NUNCA testemunhamos algo assim.

Foi o maior encerramento econômico da história.

Não foi causado por uma queda do mercado. Não foi causado por inflação ou deflação. Não foi causado por uma crise financeira. Nem mesmo foi causado pela política.

Foi causado pelo que nos disseram ser um vírus mortal que poderia matar 2,2 milhões de americanos se não fosse controlado – de acordo com um relatório de 20 páginas do Dr. Neil M. Ferguson, um epidemiologista britânico considerado um dos melhores modeladores de doenças do mundo.

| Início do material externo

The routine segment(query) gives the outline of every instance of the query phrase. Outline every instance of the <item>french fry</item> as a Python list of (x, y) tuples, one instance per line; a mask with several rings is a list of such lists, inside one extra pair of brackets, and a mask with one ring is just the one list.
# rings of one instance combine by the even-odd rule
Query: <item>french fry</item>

Na verdade, o relatório de 16 de março da equipe de Ferguson prosseguiu dizendo que, mesmo que fizéssemos o que pudéssemos, fora de uma vacina ou tratamento, a COVID-19 ainda poderia matar mais de 1 milhão de americanos.

Via Washington Post:

“…(o relatório) também descobriu que medidas moderadas de distanciamento social — incluindo um isolamento de sete dias para qualquer pessoa que apresente sintomas, uma quarentena voluntária de 14 dias para sua família e contato social significativamente reduzido para aqueles com 70 anos ou mais — reduziriam pela metade a mortalidade geral para 1,1 milhão de pessoas.”

Hoje, há pouco mais de 54.000 mortes por COVID-19 nos EUA.

Isso significa que as taxas de mortalidade nos EUA estão prestes a saltar 2000%?

Vamos dar uma olhada no histórico do Dr. Ferguson em previsões de surtos passados para descobrir.

Histórico de Um dos Melhores Epidemiologistas do Mundo

Em 2005, Ferguson e seu grupo disseram que a gripe aviária poderia matar até 200 milhões de pessoas.

Via the Guardian:

“…Neil Ferguson, professor de biologia matemática no Imperial College London, disse ao Guardian Unlimited que até 200 milhões de pessoas poderiam ser mortas.

“Cerca de 40 milhões de pessoas morreram no surto de gripe espanhola de 1918”, disse o Prof. Ferguson. “Há seis vezes mais pessoas no planeta agora, então você poderia escalar para cerca de 200 milhões de pessoas provavelmente.”

Não parece um cálculo muito científico, mas não sou o especialista aqui. Então Ferguson estava certo?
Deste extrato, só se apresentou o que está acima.